An assemblance of well-developed, three-dimensional characters that were sadly never seen again after season three.
Nothing is more illustrative of this trend that season
seven’s insistence upon finding a way to bring lead characters Sookie and Bill
back together. True Blood was premised on the story of
diner waitress Sookie Stackhouse falling in love with Bill Compton, a nearly
200-year-old vampire who is the first of his kind to make himself known to
humans in his small Louisiana town.
Sookie and Bill remained the show’s primary couple for the first three
years before starting to breakdown in season four. By the start of the final season, it is well established
that both characters have moved on, however the writers couldn’t resist the
chance for an easy bookend and piled on the nostalgia to create a final story
arc where both characters realize that they are Meant To Be or something. This is particularly remarkable
considering that neither character in the novels that serve as the show’s
source material ever comes to any similar consideration. Thanks, Hollywood.

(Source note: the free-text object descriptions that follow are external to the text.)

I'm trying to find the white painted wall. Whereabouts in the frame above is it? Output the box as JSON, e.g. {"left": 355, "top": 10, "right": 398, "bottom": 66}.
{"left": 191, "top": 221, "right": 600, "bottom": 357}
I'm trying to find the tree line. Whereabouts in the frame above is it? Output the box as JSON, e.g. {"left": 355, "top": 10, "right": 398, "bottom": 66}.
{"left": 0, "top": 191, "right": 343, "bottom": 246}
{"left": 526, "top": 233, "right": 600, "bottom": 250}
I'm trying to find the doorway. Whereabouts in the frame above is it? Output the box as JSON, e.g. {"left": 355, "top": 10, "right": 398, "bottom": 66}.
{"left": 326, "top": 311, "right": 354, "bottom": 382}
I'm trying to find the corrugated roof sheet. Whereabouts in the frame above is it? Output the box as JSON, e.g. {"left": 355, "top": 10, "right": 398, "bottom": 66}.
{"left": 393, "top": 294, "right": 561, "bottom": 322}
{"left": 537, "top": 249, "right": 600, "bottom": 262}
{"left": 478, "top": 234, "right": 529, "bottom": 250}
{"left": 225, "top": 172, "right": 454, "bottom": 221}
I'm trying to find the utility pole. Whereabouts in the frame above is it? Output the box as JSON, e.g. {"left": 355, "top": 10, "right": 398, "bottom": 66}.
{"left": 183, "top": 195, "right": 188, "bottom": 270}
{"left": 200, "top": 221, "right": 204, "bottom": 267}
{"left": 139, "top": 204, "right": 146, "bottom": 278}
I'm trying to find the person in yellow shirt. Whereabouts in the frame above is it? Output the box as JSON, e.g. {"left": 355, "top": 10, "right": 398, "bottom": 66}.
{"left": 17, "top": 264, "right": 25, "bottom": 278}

The final season is slightly mitigated by sheer number of
Easter Eggs tossed in to appease long-time viewers. The return of
several fan-favorite characters, as well as the reunification of several
others, helped to send the show off properly even if several other major
characters, Tara and Alcide being the two most prominent, are given some of the
most abrupt write-offs in the history of television.
So Hail and Farewell, True
Blood. I won’t miss your
convoluted storylines, but I will miss Eric. I won’t miss your unfortunate tendency toward saccharine storytelling,
but I will most definitely miss Pam.
Actually, thinking on it, Pam is the thing I’m going to miss the
most. Someone get Kristin Bauer
van Straten a pilot, STAT. Meanwhile,
I remain confident that television audiences have not lost their taste for WTF programming. In any case, Salem is going to have some large, bloody shoes to fill.
Oh, Pam. You can keep sassing me/slitting my throat for another ten seasons.